Filipinos abroad may soon get free lawyers for divorce, custody, and scam cases

Filipinos living permanently overseas facing divorce, child custody battles, or cross-border fraud may soon have access to free legal help through a proposed government partnership.

The Commission on Filipinos Overseas is in talks with the International Pro Bono Alliance, Inc. to build a structured legal support network for migrants — a population the CFO says remains underserved when legal trouble arises in their countries of residence. The two parties met on April 8 to discuss the framework.

Among the legal situations the partnership aims to address are domestic violence cases, succession and property disputes, and “love scams” that cross national borders — areas where overseas Filipinos frequently struggle to find affordable or accessible counsel.

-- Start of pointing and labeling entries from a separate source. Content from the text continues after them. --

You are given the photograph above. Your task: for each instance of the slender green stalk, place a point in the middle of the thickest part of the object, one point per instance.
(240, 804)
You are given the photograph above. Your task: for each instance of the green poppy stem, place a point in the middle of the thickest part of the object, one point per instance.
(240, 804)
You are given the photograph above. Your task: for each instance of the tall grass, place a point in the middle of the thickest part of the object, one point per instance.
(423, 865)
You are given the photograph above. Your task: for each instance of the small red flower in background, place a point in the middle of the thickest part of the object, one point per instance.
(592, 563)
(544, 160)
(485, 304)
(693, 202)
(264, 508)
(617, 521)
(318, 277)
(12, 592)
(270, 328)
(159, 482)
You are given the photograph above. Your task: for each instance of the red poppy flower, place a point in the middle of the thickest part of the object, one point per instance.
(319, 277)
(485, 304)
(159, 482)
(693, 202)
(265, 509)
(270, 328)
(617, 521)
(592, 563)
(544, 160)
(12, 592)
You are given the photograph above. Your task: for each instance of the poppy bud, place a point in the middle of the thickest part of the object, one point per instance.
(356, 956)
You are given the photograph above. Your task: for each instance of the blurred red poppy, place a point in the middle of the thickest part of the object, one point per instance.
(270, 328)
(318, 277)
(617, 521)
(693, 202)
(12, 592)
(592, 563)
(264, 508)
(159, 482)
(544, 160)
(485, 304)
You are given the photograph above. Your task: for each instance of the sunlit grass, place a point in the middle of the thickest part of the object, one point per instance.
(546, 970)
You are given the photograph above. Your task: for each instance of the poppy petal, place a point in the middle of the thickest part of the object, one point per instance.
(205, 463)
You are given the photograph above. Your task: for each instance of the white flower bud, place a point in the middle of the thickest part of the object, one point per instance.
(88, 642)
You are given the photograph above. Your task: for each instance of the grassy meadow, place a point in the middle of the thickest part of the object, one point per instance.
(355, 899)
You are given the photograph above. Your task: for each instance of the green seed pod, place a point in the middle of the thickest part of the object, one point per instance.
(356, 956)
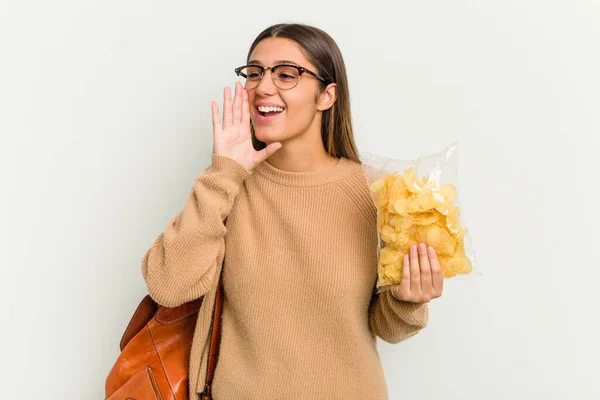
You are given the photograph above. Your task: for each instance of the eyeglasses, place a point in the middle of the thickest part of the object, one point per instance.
(284, 76)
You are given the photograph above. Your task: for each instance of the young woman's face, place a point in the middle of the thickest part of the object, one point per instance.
(299, 103)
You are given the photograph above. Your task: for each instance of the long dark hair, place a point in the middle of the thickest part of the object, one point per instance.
(323, 52)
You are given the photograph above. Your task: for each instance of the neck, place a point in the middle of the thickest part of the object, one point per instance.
(303, 154)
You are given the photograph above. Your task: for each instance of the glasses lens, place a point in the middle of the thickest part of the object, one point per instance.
(250, 76)
(285, 77)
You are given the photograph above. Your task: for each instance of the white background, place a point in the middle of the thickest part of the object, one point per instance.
(105, 123)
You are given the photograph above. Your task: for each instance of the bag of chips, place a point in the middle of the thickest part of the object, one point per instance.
(417, 202)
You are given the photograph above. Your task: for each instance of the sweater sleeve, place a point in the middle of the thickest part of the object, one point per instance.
(180, 265)
(394, 320)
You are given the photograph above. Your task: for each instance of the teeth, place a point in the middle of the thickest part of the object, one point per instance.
(270, 109)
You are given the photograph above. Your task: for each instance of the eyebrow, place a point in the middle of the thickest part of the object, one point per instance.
(276, 62)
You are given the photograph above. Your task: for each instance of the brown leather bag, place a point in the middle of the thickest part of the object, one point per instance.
(155, 352)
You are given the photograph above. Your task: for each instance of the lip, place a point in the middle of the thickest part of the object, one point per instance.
(268, 105)
(266, 119)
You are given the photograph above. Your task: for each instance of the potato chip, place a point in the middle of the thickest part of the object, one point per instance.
(440, 240)
(411, 211)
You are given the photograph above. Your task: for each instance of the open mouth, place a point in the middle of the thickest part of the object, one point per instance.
(269, 111)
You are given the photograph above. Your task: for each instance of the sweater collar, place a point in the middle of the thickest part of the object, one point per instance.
(287, 178)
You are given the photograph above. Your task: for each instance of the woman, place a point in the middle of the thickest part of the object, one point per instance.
(284, 212)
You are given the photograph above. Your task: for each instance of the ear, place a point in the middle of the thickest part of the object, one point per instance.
(327, 98)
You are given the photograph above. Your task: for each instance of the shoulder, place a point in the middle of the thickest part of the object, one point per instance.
(354, 185)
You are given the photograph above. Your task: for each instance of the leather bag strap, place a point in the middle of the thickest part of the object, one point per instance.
(215, 341)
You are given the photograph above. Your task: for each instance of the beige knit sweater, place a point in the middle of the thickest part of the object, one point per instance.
(300, 315)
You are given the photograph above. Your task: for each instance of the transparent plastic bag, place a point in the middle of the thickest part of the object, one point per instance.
(417, 201)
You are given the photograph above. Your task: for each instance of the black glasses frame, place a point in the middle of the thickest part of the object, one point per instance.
(301, 70)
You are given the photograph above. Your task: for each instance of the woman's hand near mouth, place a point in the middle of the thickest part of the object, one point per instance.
(232, 138)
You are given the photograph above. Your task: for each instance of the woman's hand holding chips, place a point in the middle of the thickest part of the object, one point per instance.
(422, 278)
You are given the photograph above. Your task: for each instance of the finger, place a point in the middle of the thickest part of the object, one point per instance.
(437, 277)
(425, 269)
(403, 289)
(415, 273)
(237, 104)
(245, 109)
(227, 112)
(267, 152)
(216, 119)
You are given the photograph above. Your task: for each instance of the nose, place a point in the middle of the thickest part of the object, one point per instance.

iPBA has proposed a dual approach. The first involves a series of legal education sessions covering family law, property rights, taxes, and succession — designed to help migrants and CFO personnel recognize and avoid legal exposure before disputes escalate. The second is a referral mechanism that would route callers on the CFO’s 1343 Actionline Against Human Trafficking directly to iPBA lawyers for individual pro bono consultations.

The CFO, established under Batas Pambansa 79 and operating under the Office of the President, serves a distinct constituency from the Department of Migrant Workers — focusing on permanent migrants, dual citizens, Filipino spouses of foreign nationals, and participants in programs such as the US Exchange Visitor Program and Europe’s Au Pair Program, rather than temporary OFWs.

No formal agreement has been signed, and the proposal remains under discussion.